Bu Kez İşler Biraz Farklı
En dikkat çekici değişiklik belirtilerde. Artık hastalar:
- Şiddetli boğaz ağrısı
- Kuru ve inatçı öksürük
- Baş ağrısı ve genel kırgınlık
- Kas ağrıları
- Yorgunluk hissi
şikayetleriyle başvuruyor. Klasik COVID belirtileri olan tat-koku kaybı ise neredeyse hiç görülmüyor. Sanki virüs akıllanmış da bizi kandırmaya çalışıyor gibi.

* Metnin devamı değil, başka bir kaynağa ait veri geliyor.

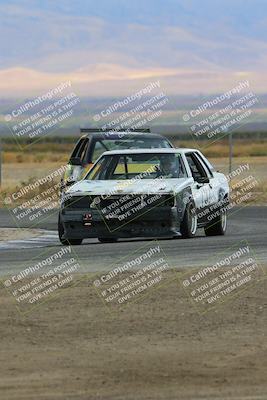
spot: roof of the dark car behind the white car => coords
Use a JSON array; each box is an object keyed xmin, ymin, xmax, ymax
[{"xmin": 82, "ymin": 131, "xmax": 170, "ymax": 143}]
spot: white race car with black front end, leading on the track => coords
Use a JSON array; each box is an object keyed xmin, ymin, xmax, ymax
[{"xmin": 58, "ymin": 148, "xmax": 229, "ymax": 245}]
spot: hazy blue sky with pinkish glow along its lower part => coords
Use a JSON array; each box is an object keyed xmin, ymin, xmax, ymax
[{"xmin": 0, "ymin": 0, "xmax": 267, "ymax": 97}]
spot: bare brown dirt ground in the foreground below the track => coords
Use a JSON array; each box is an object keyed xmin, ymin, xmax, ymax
[{"xmin": 0, "ymin": 268, "xmax": 267, "ymax": 400}]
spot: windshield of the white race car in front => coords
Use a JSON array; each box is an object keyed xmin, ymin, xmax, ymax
[{"xmin": 85, "ymin": 153, "xmax": 186, "ymax": 180}]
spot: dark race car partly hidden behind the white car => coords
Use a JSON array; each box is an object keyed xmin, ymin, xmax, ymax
[{"xmin": 61, "ymin": 128, "xmax": 173, "ymax": 191}]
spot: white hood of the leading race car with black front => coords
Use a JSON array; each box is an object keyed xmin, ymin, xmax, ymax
[{"xmin": 66, "ymin": 178, "xmax": 193, "ymax": 196}]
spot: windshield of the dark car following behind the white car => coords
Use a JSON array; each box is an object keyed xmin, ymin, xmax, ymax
[{"xmin": 93, "ymin": 137, "xmax": 171, "ymax": 162}]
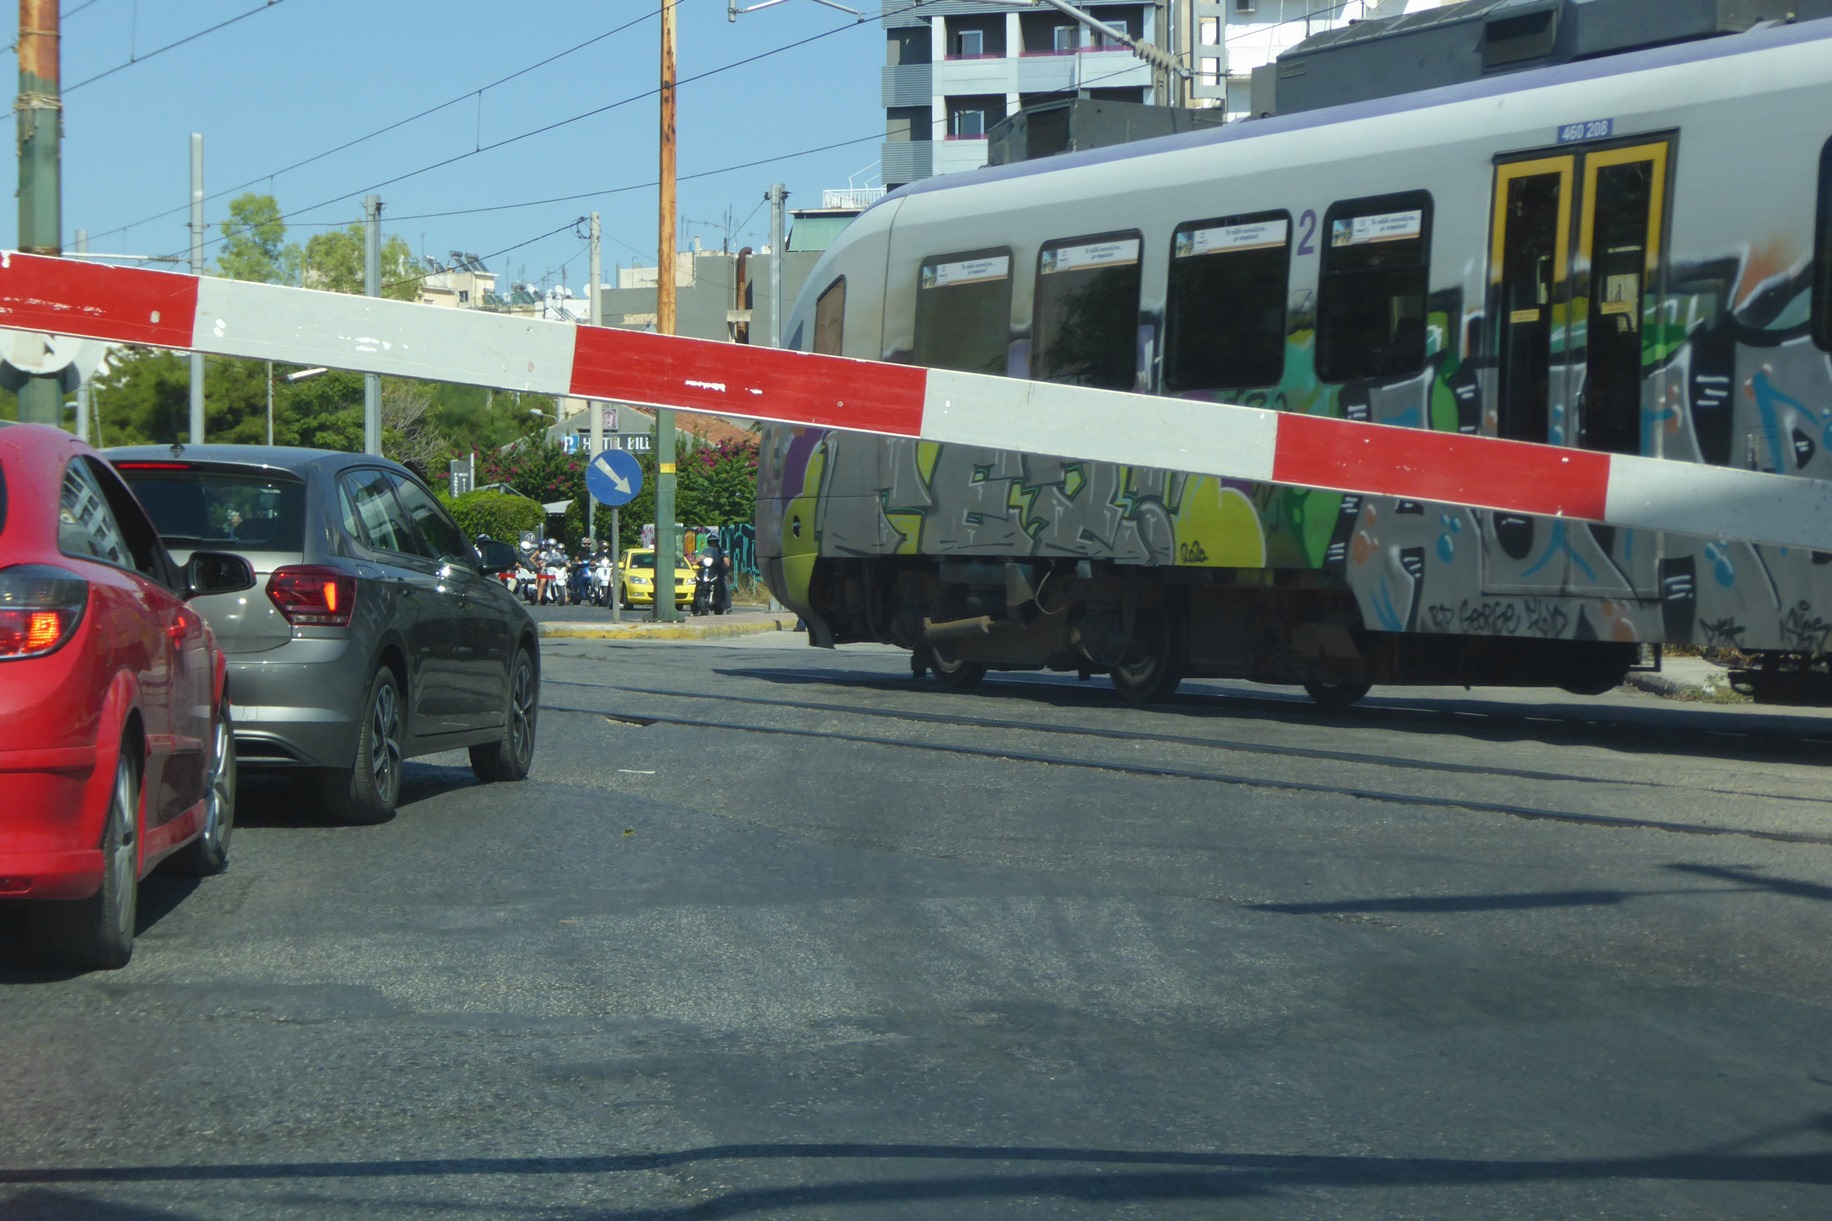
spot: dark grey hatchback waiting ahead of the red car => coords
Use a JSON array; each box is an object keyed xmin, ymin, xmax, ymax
[{"xmin": 104, "ymin": 446, "xmax": 540, "ymax": 823}]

Bir iç hastalıkları uzmanı durumu şöyle özetliyor: 'Virüs mutasyona uğradıkça klinik tablo da değişiyor. Bu yeni varyantlar daha çok üst solunum yollarını etkiliyor. Bu nedenle belirtiler de farklılaşıyor.'
Ne Yapmalıyız?
Panik yok, ama tedbir şart. Uzmanlar özellikle risk grubundaki kişilerin dikkatli olması gerektiğini vurguluyor. Kalabalık ortamlarda maske kullanımı, el hijyeni ve kapalı mekanların havalandırılması hala en etkili korunma yöntemleri.
Belirtileri hafife almamak gerekiyor. 'Grip oldum' deyip geçiştirmek yerine, test yaptırmak ve izole olmak hem kendi sağlığımız hem de toplum sağlığı için kritik önem taşıyor.
Sonuç olarak, COVID hala aramızda dolaşıyor ve bu sefer daha sinsi bir şekilde hareket ediyor. Acil servislerdeki yoğunluk bunun en net göstergesi. Belki pandemi bitti ama virüs bitmedi. Unutmayalım ki, tedbirsizlik en büyük düşmanımız.